Stakeholders urge stiffer penalty for WAEC, NECO registration fees, exams malpractices




Stakeholders in the education sector have called on the federal government to sanction schools involved in hike of registration fees charged for West African Examinations Council (WAEC) and National Examinations Council (NECO) examinations, even as they also recommend stricter punishment for offenders of examination malpractice to stop the further spread of the menace.

The stakeholders made the call in Abuja Friday at a one-day national sensitisation workshop organised by NECO in collaboration with the National Assembly to sensitise Nigerians on the effect of examination malpractice.

The workshop was themed “The Role of Education Stakeholders in Tackling Examination Malpractice in Nigeria.”

In his speech, the chairman, House of Representatives Committee on Basic and Secondary Education, Julius Ihonvbere, said some schools had hiked WAEC, NECO registration fees to as much as between N45,000 and N60,00 from the original N18,000 stipulated by the government.

He said the approved fee charged by the examination bodies per candidate was N13, 950 as far back as 2017, but the amount was recently raised to N18, 000 because of the prevailing inflation in the country.

Ihonvbere stressed that parents who aid and abet examination malpractices were only destroying the future of their children, adding that in many schools there is absolutely no control.

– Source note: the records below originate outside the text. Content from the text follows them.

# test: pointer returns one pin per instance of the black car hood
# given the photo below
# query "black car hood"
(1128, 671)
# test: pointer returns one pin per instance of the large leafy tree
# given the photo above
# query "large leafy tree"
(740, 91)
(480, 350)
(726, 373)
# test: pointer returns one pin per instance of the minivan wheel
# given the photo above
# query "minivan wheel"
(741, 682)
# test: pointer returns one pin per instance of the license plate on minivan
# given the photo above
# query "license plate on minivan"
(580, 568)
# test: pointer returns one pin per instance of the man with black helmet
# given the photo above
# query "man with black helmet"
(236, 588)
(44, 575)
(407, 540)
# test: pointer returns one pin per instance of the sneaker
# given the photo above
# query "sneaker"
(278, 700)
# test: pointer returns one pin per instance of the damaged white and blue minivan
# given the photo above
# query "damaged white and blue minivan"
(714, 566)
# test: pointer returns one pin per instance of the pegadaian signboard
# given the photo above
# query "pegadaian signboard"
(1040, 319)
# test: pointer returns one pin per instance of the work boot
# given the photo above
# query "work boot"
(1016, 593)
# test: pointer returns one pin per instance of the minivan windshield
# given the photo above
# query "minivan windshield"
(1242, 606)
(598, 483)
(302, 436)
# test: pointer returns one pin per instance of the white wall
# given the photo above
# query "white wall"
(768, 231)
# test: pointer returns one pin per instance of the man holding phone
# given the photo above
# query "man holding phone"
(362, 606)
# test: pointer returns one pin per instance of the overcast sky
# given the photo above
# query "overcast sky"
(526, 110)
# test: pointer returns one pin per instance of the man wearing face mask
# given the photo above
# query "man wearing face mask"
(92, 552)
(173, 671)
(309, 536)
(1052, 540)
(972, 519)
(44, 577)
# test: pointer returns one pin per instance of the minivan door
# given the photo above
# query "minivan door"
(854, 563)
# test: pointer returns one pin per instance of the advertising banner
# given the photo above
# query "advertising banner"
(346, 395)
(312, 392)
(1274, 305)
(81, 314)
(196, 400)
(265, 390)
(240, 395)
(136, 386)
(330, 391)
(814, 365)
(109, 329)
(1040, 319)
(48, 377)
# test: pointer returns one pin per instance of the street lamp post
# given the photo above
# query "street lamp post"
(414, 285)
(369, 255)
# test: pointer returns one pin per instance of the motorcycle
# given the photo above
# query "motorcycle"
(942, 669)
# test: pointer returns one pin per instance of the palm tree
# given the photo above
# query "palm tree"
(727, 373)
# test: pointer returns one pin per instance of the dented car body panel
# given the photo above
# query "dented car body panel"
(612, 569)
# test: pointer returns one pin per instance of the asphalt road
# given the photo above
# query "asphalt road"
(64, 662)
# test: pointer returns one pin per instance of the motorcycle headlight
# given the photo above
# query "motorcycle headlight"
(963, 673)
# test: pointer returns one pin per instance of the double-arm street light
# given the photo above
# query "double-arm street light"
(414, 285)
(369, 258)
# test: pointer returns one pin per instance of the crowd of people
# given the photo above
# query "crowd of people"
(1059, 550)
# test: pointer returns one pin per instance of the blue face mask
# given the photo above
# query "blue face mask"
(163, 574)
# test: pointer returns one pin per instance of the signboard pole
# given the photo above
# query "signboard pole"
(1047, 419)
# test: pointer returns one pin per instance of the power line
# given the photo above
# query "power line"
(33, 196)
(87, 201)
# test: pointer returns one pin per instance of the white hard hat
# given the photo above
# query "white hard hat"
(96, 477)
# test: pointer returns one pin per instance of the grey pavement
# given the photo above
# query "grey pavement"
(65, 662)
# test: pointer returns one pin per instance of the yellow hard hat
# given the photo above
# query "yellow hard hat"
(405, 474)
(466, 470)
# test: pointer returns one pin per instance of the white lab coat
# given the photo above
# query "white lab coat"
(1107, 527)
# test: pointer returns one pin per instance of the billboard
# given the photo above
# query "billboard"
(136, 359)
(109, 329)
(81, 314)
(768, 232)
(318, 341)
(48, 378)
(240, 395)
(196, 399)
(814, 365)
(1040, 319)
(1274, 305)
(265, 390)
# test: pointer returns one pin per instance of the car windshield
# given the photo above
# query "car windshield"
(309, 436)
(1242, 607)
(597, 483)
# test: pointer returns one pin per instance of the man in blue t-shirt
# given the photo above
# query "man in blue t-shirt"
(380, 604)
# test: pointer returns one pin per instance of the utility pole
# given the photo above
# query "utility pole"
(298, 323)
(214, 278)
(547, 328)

“In fact, the school authorities connive with others to carry out these acts. As we speak, in my constituency, schools are collecting between 50 and 60 thousand for those who want to register for WAEC or NECO. For WAEC, the exam fee is N18, 000 but they are collecting from N45000 to N6000.

“We need to design how we can bring these institutions down and sanctions must be very severe,” he said.

Also speaking, the deputy chairman of the Senate Committee on Basic and Secondary Education, Senator Akon Eyakenyi, lamented that examination malpractice “is ruining the education system’s credibility,” and called for collective action to check it “before it causes full damage to the system.”

He said, “Examination malpractice is one practice that can completely ruin our education system of credibility. We therefore, have a task to ensure that we rescue the soul of our educational system from the stretch hold of examination malpractice.

“It is the responsibility of every stakeholder in the education sub sector of our national economy to rise to the challenge of arresting the monster called examination malpractice before it causes more damage to our education system.”